佐村河内守なる全聾の作曲家の曲が、実はすべて別の作曲家の手になるもので、全聾というのも違うということが大騒ぎになっている。
名前は、見たことがあったが、曲は聞いたことがなかったので、you tubeで聞いてみると、随分大げさな曲だなと思う。
ストラビンスキー『火の鳥』やドビッシーの『ファンファーレ』,マーラーなどによく似た調べが繰りかされ、次第に盛り上げられる。
それも、「全聾の作曲家」が、ベートーヴェンのように、あたかもその苦しみの中から絞り出したような曲想である。
結構、イメージどおりの役を演じさせられる曲を作っていた上では、このゴースト・ライターの新垣隆という人はかなりの腕前だろう。
しかし、このCDが10万枚以上売れたと聞くと、「いったい日本のクラシック・ファンは何をきいていたの? 」と言いたくなる。
もちろん、10万枚以上売れたということは、通常のクラシック・ファン以外にも売れたはずで、その理由が佐村河内守氏の全聾物語であることは間違いない。
昔、音楽評論家の中村とうようさんが、次のような話を書いていた。
彼は、1950年代からブルースなどアメリカの黒人音楽を日本に積極的に紹介していたが、ある時大阪労音が、黒人の歌手オデッタらを招き、中村とうようさんは、司会役で全国各地を廻った。
1960年代中頃のことで、都会はともかく地方に行くと、ジャズ、ブルース、ゴスペル等に知識のない観客のために、冒頭の司会でとうようさんは、アメリカの黒人の歴史、特に抑圧されてきたことを語った。
すると観客は大変感動する。
次の場所では、もっと悲惨な話な黒人たちの話をすると、お客さんはもっと感動する。
その時、とうようさんは、「いったいお客さんは音楽に感動しているのか、それとも俺の話に感動しているのか」わからなくなったそうだ。
同様のことは、常々演出家の鈴木忠志も言っている。
1960年代までの日本の演劇、新劇は、テーマ主義で、一つの劇の向こうにある主題に対して観客を感動させ、あるメッセージを伝えようとようとするものだった。
だから、そこでは重要なのは、作品のテーマであって、個々の役者の演技の質や意味などは問題にされなかった。
それで演劇を見た、感動したと言えるのだろうか。
演劇は、演劇のみ、鈴木流に言えば、役者の演技によってのみ評価されるべきで、我が国の歌舞伎は、そのような「役者を見せる演劇」だったからこそ数百年間存続してきたと。
私は、鈴木忠志のような狭量な人間ではないので、芸術、文化は、それを享受する者は、どこに感動しても享受者の自由だと思っている。

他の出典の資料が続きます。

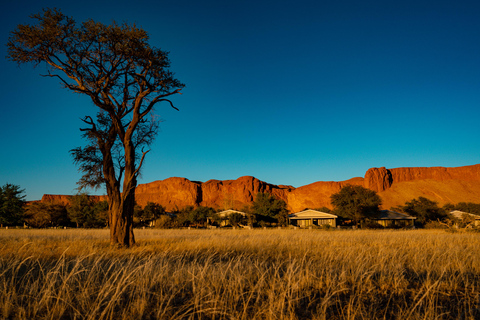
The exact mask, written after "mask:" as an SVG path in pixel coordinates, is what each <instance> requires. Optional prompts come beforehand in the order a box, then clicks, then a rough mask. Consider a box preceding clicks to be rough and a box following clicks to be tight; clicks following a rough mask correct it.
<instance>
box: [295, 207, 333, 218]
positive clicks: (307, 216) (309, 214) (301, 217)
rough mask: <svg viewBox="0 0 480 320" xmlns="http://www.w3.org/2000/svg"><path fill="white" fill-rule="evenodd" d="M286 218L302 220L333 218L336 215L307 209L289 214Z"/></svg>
mask: <svg viewBox="0 0 480 320" xmlns="http://www.w3.org/2000/svg"><path fill="white" fill-rule="evenodd" d="M288 218H290V219H292V220H303V219H335V218H338V217H337V216H336V215H333V214H330V213H326V212H321V211H317V210H312V209H307V210H303V211H300V212H297V213H292V214H289V215H288Z"/></svg>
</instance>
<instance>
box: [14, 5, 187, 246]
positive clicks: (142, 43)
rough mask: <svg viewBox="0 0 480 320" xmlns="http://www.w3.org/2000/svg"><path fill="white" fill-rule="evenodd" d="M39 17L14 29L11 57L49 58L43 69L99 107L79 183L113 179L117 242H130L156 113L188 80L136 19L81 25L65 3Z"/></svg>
mask: <svg viewBox="0 0 480 320" xmlns="http://www.w3.org/2000/svg"><path fill="white" fill-rule="evenodd" d="M31 18H32V19H33V20H34V23H33V24H30V25H18V26H17V28H16V29H15V30H13V31H12V32H10V37H9V39H8V43H7V50H8V54H7V58H8V59H10V60H12V61H14V62H17V63H18V64H19V65H21V64H25V63H32V64H33V65H34V66H38V65H40V64H42V65H44V66H45V67H46V72H45V74H44V75H43V76H45V77H51V78H53V79H55V80H58V81H59V82H60V84H61V85H62V86H63V87H64V88H66V89H68V90H69V91H71V92H73V93H79V94H82V95H84V96H86V97H89V98H90V100H91V102H92V103H93V104H94V105H95V106H96V107H97V108H98V109H97V112H96V113H94V114H91V115H86V116H85V117H84V118H83V119H82V121H83V122H84V124H85V127H84V128H81V131H82V132H83V137H84V138H85V139H86V140H87V145H86V146H85V147H78V148H75V149H73V150H71V154H72V156H73V158H74V162H75V163H76V164H77V165H78V166H79V171H80V172H81V173H82V178H81V179H80V181H79V183H78V184H79V189H80V190H81V189H83V188H99V187H100V186H105V187H106V191H107V195H108V196H109V197H110V198H111V199H113V198H114V199H118V201H112V202H110V205H111V206H113V207H111V208H109V209H110V210H109V212H110V214H111V215H113V216H114V217H115V219H112V221H115V223H116V225H115V226H110V227H111V228H112V233H111V234H110V237H111V238H110V241H111V243H112V244H113V243H118V244H121V245H124V246H130V245H132V244H134V242H135V241H134V237H133V225H132V221H133V215H134V206H135V203H134V197H135V196H134V195H135V188H136V186H137V178H138V176H139V174H140V172H141V168H142V165H143V163H144V158H145V156H146V154H147V153H148V152H149V150H148V147H149V146H151V145H152V143H153V141H154V139H155V137H156V134H157V132H158V126H159V120H158V117H155V116H152V113H153V112H154V110H155V107H156V105H158V104H159V103H163V102H166V103H168V104H169V105H170V106H172V107H173V108H175V107H174V106H173V103H172V101H171V100H170V98H171V96H172V95H175V94H179V93H180V91H181V89H182V88H183V87H184V84H182V83H181V82H180V81H178V80H177V79H176V78H175V77H174V74H173V73H172V72H171V71H170V70H169V68H170V60H169V58H168V52H167V51H163V50H161V49H158V48H155V47H153V46H150V44H149V36H148V33H147V32H146V31H145V30H143V29H142V28H138V27H137V26H136V25H135V24H133V25H129V24H127V23H122V24H118V23H116V22H112V23H111V24H110V25H105V24H103V23H100V22H95V21H93V20H87V21H85V22H83V23H81V24H77V23H76V21H75V20H74V19H73V18H71V17H68V16H66V15H64V14H63V13H62V12H61V11H60V10H58V9H44V10H43V11H42V12H40V13H38V14H35V15H32V16H31ZM175 109H176V108H175ZM80 215H81V214H80ZM125 230H127V232H125Z"/></svg>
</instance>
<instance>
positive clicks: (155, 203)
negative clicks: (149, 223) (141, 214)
mask: <svg viewBox="0 0 480 320" xmlns="http://www.w3.org/2000/svg"><path fill="white" fill-rule="evenodd" d="M163 214H165V207H163V206H161V205H159V204H158V203H154V202H147V204H146V205H145V207H144V208H143V219H144V220H146V221H151V220H155V219H158V218H160V216H161V215H163Z"/></svg>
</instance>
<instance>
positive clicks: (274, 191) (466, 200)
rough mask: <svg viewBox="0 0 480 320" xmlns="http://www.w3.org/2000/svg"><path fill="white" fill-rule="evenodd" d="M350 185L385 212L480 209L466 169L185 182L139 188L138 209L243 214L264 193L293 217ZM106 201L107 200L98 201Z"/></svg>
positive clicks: (473, 182)
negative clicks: (206, 211) (431, 208)
mask: <svg viewBox="0 0 480 320" xmlns="http://www.w3.org/2000/svg"><path fill="white" fill-rule="evenodd" d="M348 184H352V185H360V186H364V187H366V188H369V189H371V190H374V191H376V192H378V193H379V195H380V197H382V200H383V206H384V207H385V208H390V207H391V206H397V205H403V204H404V203H405V202H406V201H410V200H412V199H413V198H417V197H419V196H424V197H427V198H429V199H431V200H433V201H437V202H438V203H439V205H443V204H445V203H447V202H450V203H458V202H476V203H480V164H477V165H473V166H465V167H452V168H444V167H419V168H395V169H386V168H385V167H381V168H371V169H368V170H367V172H366V173H365V177H364V178H361V177H358V178H353V179H350V180H346V181H338V182H337V181H319V182H314V183H311V184H309V185H306V186H302V187H299V188H294V187H292V186H283V185H278V186H277V185H274V184H269V183H267V182H264V181H261V180H259V179H257V178H255V177H251V176H244V177H240V178H238V179H236V180H209V181H207V182H196V181H190V180H188V179H185V178H177V177H173V178H168V179H165V180H160V181H154V182H151V183H146V184H140V185H138V186H137V189H136V192H135V198H136V201H137V204H139V205H140V206H142V207H143V206H145V205H146V204H147V203H148V202H155V203H158V204H160V205H162V206H164V207H165V208H166V210H167V211H174V210H178V209H182V208H184V207H185V206H194V207H196V206H200V205H201V206H209V207H213V208H216V209H227V208H233V209H237V210H241V209H242V208H243V207H244V206H245V205H250V204H251V203H252V202H253V201H254V200H255V196H256V194H257V193H259V192H267V193H270V194H272V195H274V196H275V197H277V198H278V199H282V200H284V201H285V202H286V203H287V208H288V209H289V210H290V211H291V212H298V211H301V210H304V209H305V208H311V209H315V208H321V207H328V208H332V206H331V203H330V197H331V196H332V194H334V193H337V192H338V191H340V189H341V188H342V187H344V186H346V185H348ZM70 197H71V196H66V195H44V196H43V198H42V202H58V203H63V204H69V198H70ZM98 199H99V200H105V199H106V197H105V196H103V197H98Z"/></svg>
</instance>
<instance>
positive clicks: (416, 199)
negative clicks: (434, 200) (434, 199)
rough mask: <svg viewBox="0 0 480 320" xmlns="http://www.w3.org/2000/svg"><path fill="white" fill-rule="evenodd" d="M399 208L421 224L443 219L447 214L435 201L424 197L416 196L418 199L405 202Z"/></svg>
mask: <svg viewBox="0 0 480 320" xmlns="http://www.w3.org/2000/svg"><path fill="white" fill-rule="evenodd" d="M401 210H402V211H403V212H405V213H408V214H409V215H411V216H413V217H416V218H417V220H416V221H415V222H416V223H419V224H421V225H425V224H426V223H428V222H431V221H437V220H443V219H444V218H446V216H447V215H446V213H445V210H443V209H442V208H439V207H438V205H437V202H435V201H432V200H429V199H427V198H424V197H418V199H413V200H411V201H408V202H405V205H404V206H403V207H401Z"/></svg>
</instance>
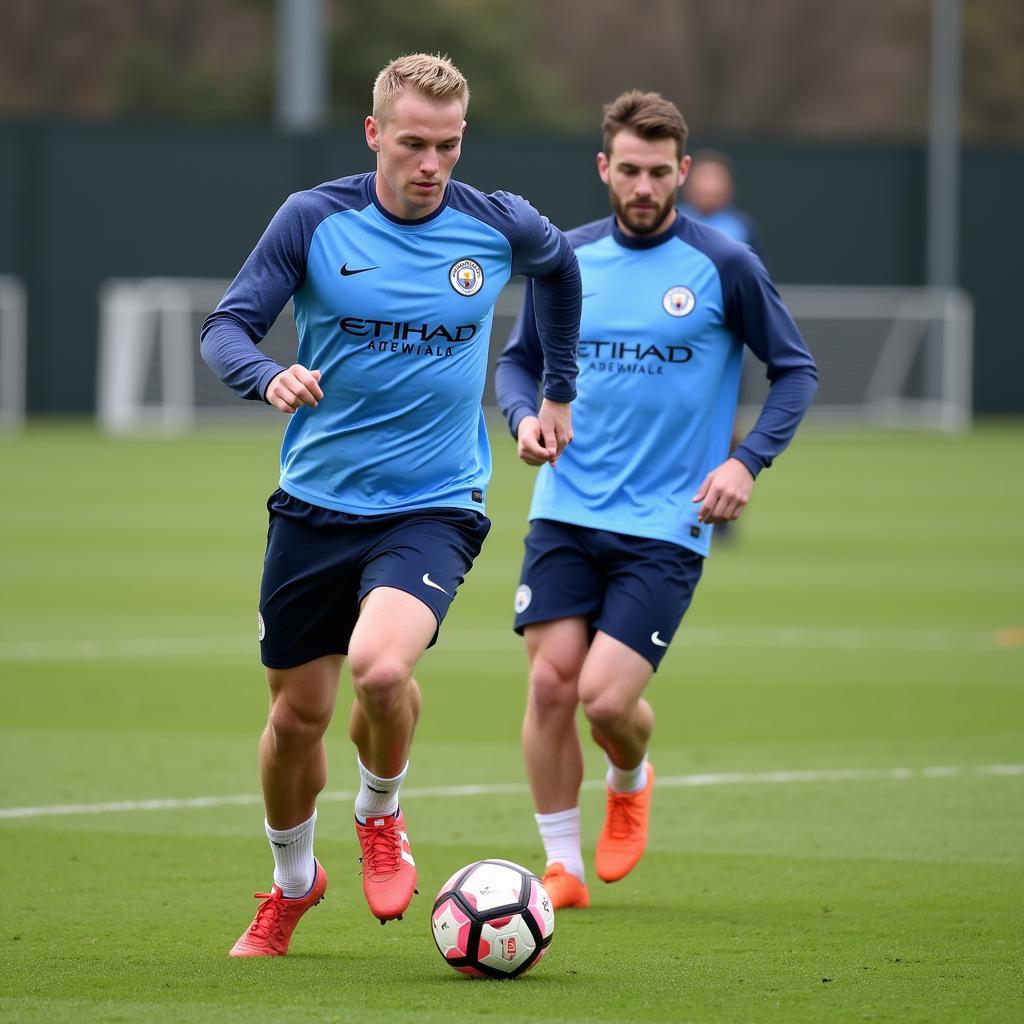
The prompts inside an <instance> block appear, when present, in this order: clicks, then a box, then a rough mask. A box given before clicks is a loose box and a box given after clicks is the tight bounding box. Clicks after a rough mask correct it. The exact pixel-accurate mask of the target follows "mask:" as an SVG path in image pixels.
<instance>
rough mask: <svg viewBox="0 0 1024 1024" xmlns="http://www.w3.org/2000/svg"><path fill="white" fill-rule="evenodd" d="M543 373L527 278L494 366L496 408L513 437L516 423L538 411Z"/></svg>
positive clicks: (543, 363)
mask: <svg viewBox="0 0 1024 1024" xmlns="http://www.w3.org/2000/svg"><path fill="white" fill-rule="evenodd" d="M543 376H544V349H543V348H542V347H541V336H540V334H538V331H537V318H536V313H535V312H534V282H531V281H527V282H526V295H525V297H524V298H523V302H522V307H521V308H520V309H519V315H518V316H517V317H516V322H515V324H514V325H513V327H512V333H511V334H510V335H509V340H508V343H507V344H506V345H505V349H504V350H503V351H502V354H501V355H499V356H498V366H497V367H496V368H495V392H496V393H497V395H498V408H499V409H500V410H501V411H502V415H503V416H504V417H505V419H506V420H507V421H508V425H509V430H511V431H512V436H513V437H516V436H518V432H519V424H520V423H521V422H522V420H523V419H524V418H525V417H527V416H536V415H537V396H538V392H539V391H540V387H541V378H542V377H543Z"/></svg>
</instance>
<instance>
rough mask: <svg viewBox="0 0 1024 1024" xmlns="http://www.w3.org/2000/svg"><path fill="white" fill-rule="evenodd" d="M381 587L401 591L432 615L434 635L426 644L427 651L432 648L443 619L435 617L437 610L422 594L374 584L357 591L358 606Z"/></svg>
mask: <svg viewBox="0 0 1024 1024" xmlns="http://www.w3.org/2000/svg"><path fill="white" fill-rule="evenodd" d="M382 587H387V588H389V589H390V590H398V591H401V593H402V594H409V596H410V597H415V598H416V600H417V601H419V602H420V604H422V605H423V606H424V607H425V608H427V609H429V611H430V613H431V614H432V615H433V616H434V622H435V623H436V624H437V626H436V628H435V629H434V635H433V637H432V638H431V640H430V643H428V644H427V649H428V650H429V649H430V648H431V647H433V645H434V644H435V643H437V638H438V637H439V636H440V634H441V623H442V622H443V621H444V620H443V618H439V617H438V616H437V610H436V608H434V607H433V605H431V604H430V603H429V601H425V600H424V599H423V595H422V594H417V593H415V592H414V591H412V590H410V589H409V588H408V587H402V586H400V585H399V584H394V583H375V584H374V585H373V586H372V587H368V588H367V589H366V590H361V589H360V590H359V592H358V597H357V600H358V602H359V605H360V606H361V605H362V602H364V601H365V600H366V599H367V598H368V597H369V596H370V595H371V594H372V593H373V592H374V591H375V590H380V589H381V588H382ZM452 600H453V601H454V600H455V598H454V597H453V598H452Z"/></svg>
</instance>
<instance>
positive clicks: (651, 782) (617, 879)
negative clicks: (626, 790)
mask: <svg viewBox="0 0 1024 1024" xmlns="http://www.w3.org/2000/svg"><path fill="white" fill-rule="evenodd" d="M653 788H654V769H653V767H651V765H649V764H648V765H647V784H646V785H645V786H644V787H643V788H642V790H641V791H640V792H639V793H615V791H614V790H611V788H609V790H608V803H607V808H606V810H605V815H604V827H603V828H602V829H601V835H600V836H599V837H598V839H597V852H596V856H595V858H594V863H595V867H596V868H597V877H598V878H599V879H601V881H603V882H617V881H618V880H620V879H622V878H625V877H626V876H627V874H629V873H630V871H632V870H633V868H634V867H636V865H637V862H638V861H639V860H640V858H641V857H642V856H643V851H644V849H645V847H646V846H647V821H648V819H649V817H650V795H651V791H652V790H653Z"/></svg>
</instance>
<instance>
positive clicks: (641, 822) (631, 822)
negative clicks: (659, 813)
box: [607, 791, 642, 839]
mask: <svg viewBox="0 0 1024 1024" xmlns="http://www.w3.org/2000/svg"><path fill="white" fill-rule="evenodd" d="M636 796H637V795H636V794H635V793H615V792H613V791H612V792H610V793H609V794H608V815H607V819H608V834H609V836H610V837H611V838H612V839H631V838H632V837H633V836H635V835H636V833H637V831H638V830H639V829H640V828H641V826H642V820H641V813H640V808H639V807H637V803H638V801H637V799H636Z"/></svg>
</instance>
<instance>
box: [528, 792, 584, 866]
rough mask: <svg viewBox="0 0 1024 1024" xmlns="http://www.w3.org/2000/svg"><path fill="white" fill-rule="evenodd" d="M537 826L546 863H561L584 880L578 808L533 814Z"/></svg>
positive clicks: (582, 860) (573, 808)
mask: <svg viewBox="0 0 1024 1024" xmlns="http://www.w3.org/2000/svg"><path fill="white" fill-rule="evenodd" d="M534 818H535V819H536V820H537V827H538V829H539V830H540V833H541V841H542V842H543V843H544V852H545V854H546V855H547V857H548V863H549V864H553V863H555V862H557V863H559V864H561V865H562V867H564V868H565V870H566V871H568V872H569V874H574V876H575V877H577V878H578V879H579V880H580V881H581V882H586V878H585V877H584V869H583V851H582V849H581V846H580V808H579V807H572V808H570V809H569V810H567V811H555V813H554V814H535V815H534Z"/></svg>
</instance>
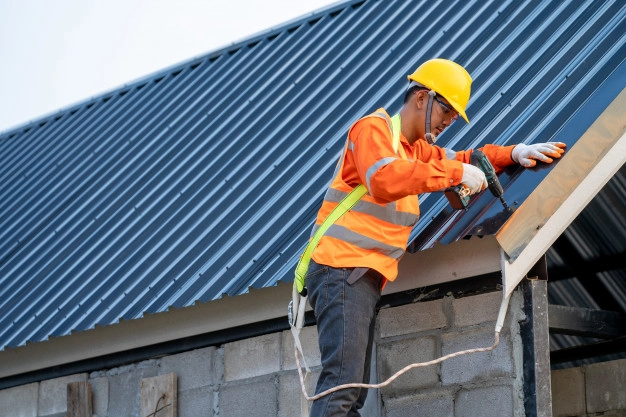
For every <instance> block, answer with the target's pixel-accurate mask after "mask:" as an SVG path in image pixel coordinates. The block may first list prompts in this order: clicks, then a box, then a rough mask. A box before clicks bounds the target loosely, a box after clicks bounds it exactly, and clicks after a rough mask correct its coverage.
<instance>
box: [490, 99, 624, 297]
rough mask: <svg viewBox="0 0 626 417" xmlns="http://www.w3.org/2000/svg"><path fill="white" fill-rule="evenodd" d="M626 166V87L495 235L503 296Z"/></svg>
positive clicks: (535, 188) (609, 105) (532, 192)
mask: <svg viewBox="0 0 626 417" xmlns="http://www.w3.org/2000/svg"><path fill="white" fill-rule="evenodd" d="M624 163H626V88H625V89H623V90H622V91H621V93H620V94H619V95H618V96H617V97H616V98H615V99H614V100H613V102H611V104H610V105H609V106H608V107H607V108H606V110H605V111H604V112H603V113H602V114H601V115H600V117H598V119H596V121H595V122H594V123H593V124H592V125H591V126H590V127H589V129H588V130H587V131H586V132H585V133H584V134H583V136H582V137H581V138H580V139H579V140H578V141H577V142H576V143H575V145H574V146H572V147H571V149H569V150H568V151H567V152H566V154H565V155H564V156H563V158H562V160H561V161H559V163H558V164H557V165H556V166H555V167H554V169H553V170H552V171H551V172H550V173H549V174H548V175H547V176H546V178H545V179H544V180H543V181H542V182H541V184H539V186H537V187H536V188H535V190H534V191H533V192H532V193H531V194H530V196H529V197H528V198H527V199H526V200H525V201H524V203H523V204H522V205H521V206H520V207H519V208H518V209H517V210H516V211H515V213H514V214H513V215H512V216H511V218H510V219H509V220H508V221H507V223H506V224H505V225H504V226H503V227H502V228H501V229H500V231H499V232H498V233H497V234H496V239H497V241H498V243H499V244H500V246H501V247H502V250H503V261H502V270H503V275H504V281H505V296H506V295H508V294H510V293H511V292H512V291H513V289H514V288H515V287H516V286H517V284H518V283H519V282H520V281H521V280H522V278H523V277H524V276H525V275H526V273H528V271H529V270H530V268H532V266H533V265H534V264H535V263H536V262H537V261H538V260H539V258H540V257H541V256H543V254H544V253H545V252H546V251H547V250H548V249H549V248H550V246H551V245H552V244H553V243H554V241H555V240H556V239H557V238H558V237H559V236H560V235H561V234H562V233H563V232H564V231H565V229H566V228H567V227H568V226H569V225H570V223H571V222H572V221H574V219H575V218H576V216H577V215H578V214H579V213H580V212H581V211H582V210H583V209H584V208H585V207H586V206H587V204H588V203H589V202H590V201H591V200H592V199H593V198H594V197H595V195H596V194H597V193H598V192H599V191H600V190H601V189H602V187H603V186H604V185H605V184H606V183H607V182H608V181H609V180H610V179H611V177H613V175H615V173H616V172H617V170H618V169H619V168H620V167H621V166H622V165H624Z"/></svg>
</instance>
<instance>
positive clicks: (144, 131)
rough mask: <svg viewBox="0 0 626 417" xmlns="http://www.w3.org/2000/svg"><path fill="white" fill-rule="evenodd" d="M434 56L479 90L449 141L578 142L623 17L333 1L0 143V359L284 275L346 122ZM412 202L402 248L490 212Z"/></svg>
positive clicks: (524, 8)
mask: <svg viewBox="0 0 626 417" xmlns="http://www.w3.org/2000/svg"><path fill="white" fill-rule="evenodd" d="M436 56H440V57H446V58H449V59H453V60H455V61H457V62H459V63H461V64H463V65H464V66H465V67H466V68H467V69H468V70H469V72H470V73H471V74H472V76H473V78H474V86H473V94H472V99H471V101H470V105H469V108H468V114H469V117H470V120H471V122H472V123H471V124H470V125H465V124H462V123H456V124H454V125H453V126H452V127H451V128H450V129H449V131H447V132H446V133H445V134H444V135H442V137H441V139H440V140H441V143H442V144H443V145H445V146H448V147H453V148H456V149H462V148H469V147H474V146H478V145H481V144H484V143H496V144H509V143H517V142H522V141H523V142H526V143H530V142H535V141H547V140H553V139H558V140H561V139H562V140H564V141H566V142H567V141H569V142H568V143H572V141H575V140H576V138H578V137H580V135H581V134H582V133H583V132H584V131H585V129H586V128H587V127H588V126H589V125H590V124H591V123H592V122H593V120H594V119H595V117H597V114H598V112H599V111H601V110H602V109H603V108H604V107H605V106H606V104H608V103H609V102H610V101H611V99H612V98H613V97H615V96H616V95H617V93H619V91H621V89H623V88H624V86H625V85H626V75H625V74H626V70H625V69H624V68H625V67H624V58H625V57H626V6H624V4H623V2H620V1H609V0H606V1H587V2H582V1H563V2H518V1H513V0H510V1H501V0H500V1H465V0H463V1H461V0H458V1H451V2H430V1H400V0H387V1H375V0H365V1H347V2H345V3H342V4H338V5H334V6H331V7H329V8H327V9H325V10H322V11H320V12H319V13H316V14H314V15H308V16H306V18H303V19H299V20H294V21H291V22H289V23H288V24H286V25H285V26H283V27H279V28H276V29H273V30H271V31H268V32H265V33H262V34H259V35H255V36H254V37H252V38H250V39H248V40H246V41H243V42H240V43H238V44H235V45H233V46H231V47H228V48H224V49H221V50H218V51H215V52H213V53H210V54H208V55H207V56H204V57H200V58H196V59H193V60H191V61H189V62H185V63H182V64H180V65H177V66H174V67H172V68H168V69H167V70H164V71H160V72H158V73H156V74H154V75H152V76H149V77H146V78H145V79H142V80H140V81H137V82H135V83H132V84H130V85H127V86H124V87H123V88H120V89H117V90H114V91H112V92H110V93H107V94H104V95H102V96H100V97H97V98H95V99H92V100H89V101H86V102H84V103H80V104H78V105H76V106H73V107H71V108H68V109H65V110H63V111H61V112H59V113H57V114H55V115H52V116H48V117H45V118H42V119H41V120H39V121H36V122H33V123H30V124H28V125H25V126H22V127H20V128H17V129H14V130H11V131H8V132H4V133H2V134H0V161H1V166H2V168H1V170H0V300H2V301H1V302H0V329H1V330H0V347H16V346H21V345H24V344H25V343H27V342H28V341H33V342H37V341H43V340H46V339H47V338H49V337H58V336H62V335H67V334H70V333H71V332H72V331H82V330H86V329H90V328H93V327H94V326H96V325H100V326H106V325H109V324H112V323H116V322H118V321H119V320H131V319H135V318H139V317H141V316H142V315H143V314H146V313H156V312H161V311H166V310H167V309H169V308H182V307H185V306H189V305H192V304H194V303H196V302H198V301H199V302H208V301H211V300H215V299H217V298H220V297H222V295H224V294H228V295H231V296H234V295H239V294H243V293H245V292H247V291H248V289H249V288H250V287H256V288H259V287H265V286H272V285H275V284H276V283H277V281H279V280H286V281H289V280H291V279H292V275H291V274H292V270H293V267H294V266H295V261H296V259H297V257H298V255H299V253H300V252H301V250H302V249H303V245H304V243H305V242H306V240H307V237H308V234H309V230H310V227H311V225H312V222H313V219H314V216H315V213H316V211H317V208H318V207H319V204H320V202H321V198H322V195H323V192H324V190H325V187H326V186H327V183H328V181H329V180H330V175H331V173H332V169H333V166H334V164H335V162H336V159H337V157H338V154H339V151H340V149H341V148H342V145H343V142H344V137H345V132H346V131H347V129H348V127H349V126H350V124H351V123H352V122H353V121H354V120H356V119H357V118H358V117H360V116H362V115H365V114H367V113H369V112H371V111H372V110H374V109H375V108H377V107H385V108H387V109H388V110H389V111H390V112H395V111H397V110H398V109H399V107H400V105H401V96H402V92H403V91H404V89H405V88H406V78H405V77H406V75H407V74H408V73H410V72H411V71H412V70H413V69H414V67H415V66H416V65H417V64H418V63H419V62H421V61H423V60H425V59H428V58H431V57H436ZM603 105H604V107H603ZM594 112H595V116H594ZM623 176H624V172H623V170H622V171H621V172H620V174H619V175H618V176H616V177H617V180H616V181H615V182H613V181H612V182H611V187H618V188H619V187H621V188H620V189H619V190H618V191H617V194H616V195H618V196H621V197H617V198H618V199H619V198H621V199H622V200H620V201H619V203H620V204H621V205H620V206H619V209H620V210H624V205H623V195H624V193H623V191H624V188H623V183H624V177H623ZM540 178H541V174H540V173H539V174H537V175H532V173H529V174H526V173H525V172H524V173H520V172H519V171H513V172H510V173H507V174H505V176H504V177H503V185H504V186H505V188H506V189H507V191H506V192H507V198H509V199H516V198H518V197H517V194H515V193H518V194H519V199H520V201H523V198H524V195H527V192H528V189H529V188H532V187H533V181H539V180H540ZM525 193H526V194H525ZM620 193H621V194H620ZM514 194H515V197H514V196H513V195H514ZM486 198H487V197H481V199H486ZM420 200H421V207H422V221H421V222H420V224H419V225H418V226H417V228H416V229H415V231H414V233H413V235H412V240H413V241H414V244H413V245H412V250H421V249H424V248H427V247H430V246H432V244H433V243H434V242H438V241H439V242H443V243H445V242H449V241H453V240H456V239H459V238H462V237H463V236H465V235H466V234H467V233H469V232H471V230H472V229H473V228H475V227H476V226H477V225H480V224H481V221H482V220H485V219H490V218H491V217H493V213H490V212H489V211H487V212H483V211H482V209H479V206H486V207H491V208H489V210H498V208H497V206H494V205H492V204H491V203H487V202H484V203H482V204H478V203H476V204H474V205H473V207H475V208H472V209H471V210H470V211H468V212H465V213H450V212H447V203H446V201H445V199H443V198H442V197H441V196H440V195H439V194H432V195H423V196H420ZM613 203H615V201H613V200H612V201H611V202H610V203H608V202H607V203H603V202H600V203H599V204H600V207H599V208H597V209H592V210H593V211H595V210H606V209H607V205H609V204H613ZM494 207H495V208H494ZM472 210H475V211H472ZM624 212H625V211H622V213H624ZM622 217H623V216H622ZM581 221H582V222H583V223H584V222H585V221H587V222H588V221H590V220H589V219H586V220H584V221H583V220H581ZM442 224H443V225H444V226H445V227H438V228H436V230H435V228H434V227H433V225H437V226H441V225H442ZM498 224H501V223H498V222H497V221H496V224H495V226H494V227H496V228H497V226H498ZM618 226H619V227H621V229H620V230H621V232H623V231H624V227H623V226H624V225H623V224H619V225H618ZM581 227H582V226H581ZM603 237H606V236H603ZM622 237H623V236H622ZM622 237H617V238H616V239H618V240H619V239H622ZM607 238H608V237H607ZM608 239H610V238H608ZM624 241H626V240H624V239H622V240H620V242H624ZM577 242H578V240H577ZM604 244H605V245H607V246H608V247H613V248H616V247H617V246H611V245H612V242H610V241H607V242H605V243H604ZM622 253H623V249H622ZM549 256H550V254H549ZM605 280H607V281H610V284H609V288H610V291H622V292H623V291H624V289H623V288H621V287H620V286H619V285H618V284H616V283H615V282H612V281H614V280H611V279H609V278H605ZM564 282H565V281H564ZM559 293H562V292H561V291H559ZM622 302H623V298H622Z"/></svg>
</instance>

メッセージや悲劇物語、感動秘話に感動しても享受者の勝手というものである。
だが、「AKB48に騒いでいる連中なんて、ルックスだけで音楽性を聞いていないではないか」とアイドル・ファンを馬鹿にしていたクラシック・ファンも、所詮は大して変わりはないことがよくわかったのは、勿論良いことである。
コメント
Unknown
クラシックファンが全員この人を評価していたような書き方はやめていただけませんかね。稚拙な作品であることに気づいていたファン、そもそも関心を持つことすらなかった者もたくさんいるのですよ(私もその一人)。
you tubeで聞いただけですが
私も勿論聞いたことがありませんでした。
ただyou tubeで聞いたところでは、拙劣とは思えませんでしたし、先日千住明もテレビで「かなり上手な人」とコメントしていました。
ただ、私の印象ではあまり精神性は感じられませんでした。
中村とうようさんが言うように、何を聞いているのかは、クラシックのみならず、ジャズやロックでも同じだと思いますが。
日本人は、オリンピックの報道も同じですが、お涙頂戴の物語が好きなのです。